Видно, до сих пор не может простить мне моей неточности.

Я наскоро обедаю и отправляюсь к Федору Кузьмичу на Сухую балку. Ведь я приехал специально для того, чтобы побывать на встрече друзей, через два дня мне уже надо уезжать обратно, а мы с ним еще по-настоящему и поговорить-то не успели.

Я иду улицей Чехова — окраинной улицей города — и выхожу к картофельному полю. За полем будет березовая роща, за рощей — Сухая балка.

Двое мальчиков идут позади меня — маленький и постарше.

— Курит, — говорит старший.

— Спичку бросил, — говорит маленький.

Я оборачиваюсь и спрашиваю:

— Кто вы такие, ребята?

Маленький прячется за спину старшего. Старший заливается румянцем так, что кажется, даже выгоревшие его волосы краснеют.

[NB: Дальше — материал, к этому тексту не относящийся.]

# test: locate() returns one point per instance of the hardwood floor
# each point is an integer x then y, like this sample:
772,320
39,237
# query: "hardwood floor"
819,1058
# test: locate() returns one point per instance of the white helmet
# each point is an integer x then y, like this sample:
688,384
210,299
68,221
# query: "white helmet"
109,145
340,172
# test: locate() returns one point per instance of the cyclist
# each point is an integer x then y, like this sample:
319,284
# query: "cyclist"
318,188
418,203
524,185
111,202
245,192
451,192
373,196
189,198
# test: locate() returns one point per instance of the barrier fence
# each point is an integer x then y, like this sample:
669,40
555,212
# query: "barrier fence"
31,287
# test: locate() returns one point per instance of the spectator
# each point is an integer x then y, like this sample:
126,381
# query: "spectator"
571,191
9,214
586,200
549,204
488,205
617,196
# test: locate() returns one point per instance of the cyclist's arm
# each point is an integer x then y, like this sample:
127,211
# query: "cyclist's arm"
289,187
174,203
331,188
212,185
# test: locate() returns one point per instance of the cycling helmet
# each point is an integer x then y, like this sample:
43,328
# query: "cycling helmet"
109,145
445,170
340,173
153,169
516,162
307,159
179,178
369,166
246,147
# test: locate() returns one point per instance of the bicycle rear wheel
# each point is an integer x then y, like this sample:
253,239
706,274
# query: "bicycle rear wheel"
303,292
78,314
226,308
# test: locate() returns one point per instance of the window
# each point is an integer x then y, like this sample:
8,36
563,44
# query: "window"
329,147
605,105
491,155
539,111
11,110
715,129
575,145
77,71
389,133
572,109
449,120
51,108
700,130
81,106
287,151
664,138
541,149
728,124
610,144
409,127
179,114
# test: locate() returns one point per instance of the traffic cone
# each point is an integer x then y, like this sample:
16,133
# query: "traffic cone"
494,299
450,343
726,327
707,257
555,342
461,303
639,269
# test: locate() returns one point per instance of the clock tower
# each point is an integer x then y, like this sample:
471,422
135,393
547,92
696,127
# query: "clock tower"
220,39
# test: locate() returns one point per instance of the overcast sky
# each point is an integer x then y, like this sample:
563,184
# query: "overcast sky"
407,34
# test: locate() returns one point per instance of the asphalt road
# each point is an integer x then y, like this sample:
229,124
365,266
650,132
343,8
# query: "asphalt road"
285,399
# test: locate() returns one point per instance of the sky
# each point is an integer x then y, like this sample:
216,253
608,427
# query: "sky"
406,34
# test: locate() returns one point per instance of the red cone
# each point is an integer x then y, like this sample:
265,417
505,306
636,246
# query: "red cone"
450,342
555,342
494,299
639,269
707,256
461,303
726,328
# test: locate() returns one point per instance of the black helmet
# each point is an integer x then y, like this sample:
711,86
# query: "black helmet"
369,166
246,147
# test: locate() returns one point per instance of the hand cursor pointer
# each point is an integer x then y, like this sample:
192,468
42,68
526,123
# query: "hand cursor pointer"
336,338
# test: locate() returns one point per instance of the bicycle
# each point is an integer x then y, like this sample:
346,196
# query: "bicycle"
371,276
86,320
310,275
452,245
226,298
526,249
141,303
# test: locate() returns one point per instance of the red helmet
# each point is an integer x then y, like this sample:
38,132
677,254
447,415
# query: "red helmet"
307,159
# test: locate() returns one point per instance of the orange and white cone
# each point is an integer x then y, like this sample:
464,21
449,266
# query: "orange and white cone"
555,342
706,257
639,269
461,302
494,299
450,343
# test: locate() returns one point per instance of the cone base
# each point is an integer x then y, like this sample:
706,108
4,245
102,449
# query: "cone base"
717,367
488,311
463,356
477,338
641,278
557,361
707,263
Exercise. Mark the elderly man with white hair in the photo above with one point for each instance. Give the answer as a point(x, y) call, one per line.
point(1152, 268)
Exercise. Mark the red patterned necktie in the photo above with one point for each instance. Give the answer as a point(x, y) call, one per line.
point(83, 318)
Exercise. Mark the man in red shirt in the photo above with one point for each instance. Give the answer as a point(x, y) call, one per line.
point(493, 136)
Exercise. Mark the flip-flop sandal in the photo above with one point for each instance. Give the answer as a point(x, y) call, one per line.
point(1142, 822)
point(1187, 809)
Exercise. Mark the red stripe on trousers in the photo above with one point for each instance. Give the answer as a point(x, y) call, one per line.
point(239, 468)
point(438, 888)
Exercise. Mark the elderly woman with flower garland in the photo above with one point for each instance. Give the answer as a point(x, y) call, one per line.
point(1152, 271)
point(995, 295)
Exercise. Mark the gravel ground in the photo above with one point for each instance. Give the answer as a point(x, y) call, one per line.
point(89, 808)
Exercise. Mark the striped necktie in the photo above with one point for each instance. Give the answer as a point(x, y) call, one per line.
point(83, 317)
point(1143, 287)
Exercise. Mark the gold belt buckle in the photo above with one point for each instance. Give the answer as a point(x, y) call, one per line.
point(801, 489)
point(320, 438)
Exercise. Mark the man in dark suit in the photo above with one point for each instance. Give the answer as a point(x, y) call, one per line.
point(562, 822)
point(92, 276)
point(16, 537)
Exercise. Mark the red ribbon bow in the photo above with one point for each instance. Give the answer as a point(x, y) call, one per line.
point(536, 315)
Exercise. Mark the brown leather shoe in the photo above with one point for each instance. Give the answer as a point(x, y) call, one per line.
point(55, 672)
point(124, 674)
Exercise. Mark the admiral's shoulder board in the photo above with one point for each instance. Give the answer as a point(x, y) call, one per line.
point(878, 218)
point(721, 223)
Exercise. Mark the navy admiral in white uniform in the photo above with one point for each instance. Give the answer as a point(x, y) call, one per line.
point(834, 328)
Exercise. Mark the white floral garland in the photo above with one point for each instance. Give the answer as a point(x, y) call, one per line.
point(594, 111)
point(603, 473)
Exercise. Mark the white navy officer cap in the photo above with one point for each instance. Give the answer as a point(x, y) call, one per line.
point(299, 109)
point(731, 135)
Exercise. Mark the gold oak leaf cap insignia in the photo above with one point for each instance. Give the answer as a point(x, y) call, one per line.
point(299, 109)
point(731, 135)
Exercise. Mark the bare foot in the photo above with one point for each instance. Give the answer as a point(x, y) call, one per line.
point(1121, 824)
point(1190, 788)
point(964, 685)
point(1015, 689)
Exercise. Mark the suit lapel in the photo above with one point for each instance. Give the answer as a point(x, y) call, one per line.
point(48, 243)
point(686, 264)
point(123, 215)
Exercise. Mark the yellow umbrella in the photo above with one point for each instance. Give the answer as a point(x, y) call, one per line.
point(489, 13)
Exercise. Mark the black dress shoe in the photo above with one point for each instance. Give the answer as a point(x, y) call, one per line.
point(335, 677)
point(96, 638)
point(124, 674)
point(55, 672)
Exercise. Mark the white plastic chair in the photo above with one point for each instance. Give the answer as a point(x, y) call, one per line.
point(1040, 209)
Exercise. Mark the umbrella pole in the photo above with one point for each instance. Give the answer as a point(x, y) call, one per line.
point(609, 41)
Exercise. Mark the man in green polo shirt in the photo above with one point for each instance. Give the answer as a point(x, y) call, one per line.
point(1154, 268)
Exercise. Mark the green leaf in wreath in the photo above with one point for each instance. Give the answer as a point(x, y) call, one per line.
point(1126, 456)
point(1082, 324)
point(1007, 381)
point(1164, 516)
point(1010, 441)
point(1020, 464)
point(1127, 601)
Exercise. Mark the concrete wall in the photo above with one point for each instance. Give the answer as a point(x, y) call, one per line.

Однако он смело встречает мой взгляд.

— Мы из Ерусалимской слободы.

Это совсем другой конец города.

— Далеко забрались, — говорю я.

Ребята глядят на меня не спуская глаз. Маленький то выглянет из-за спины старшего, то спрячется.

— Ты что, играешь со мной? — спрашиваю его я.

Он снова прячется.

Я роюсь в карманах.

— Камушки любите?

— Какие камушки?

— А вот какие.

Я вынимаю из кармана два круглых, с неровными гранями осколка горного хрусталя, найденных мной нынешним летом на озере Байкал. Они сверкают на моей ладони, похожие на застывшие крупные дождевые капли.

— Хотите? — я протягиваю им хрусталики. Они глядят друг на друга. Думают. Потом старший протягивает загорелую руку:

— Хотим.

— Ты за себя говори. Может, товарищ твой не хочет?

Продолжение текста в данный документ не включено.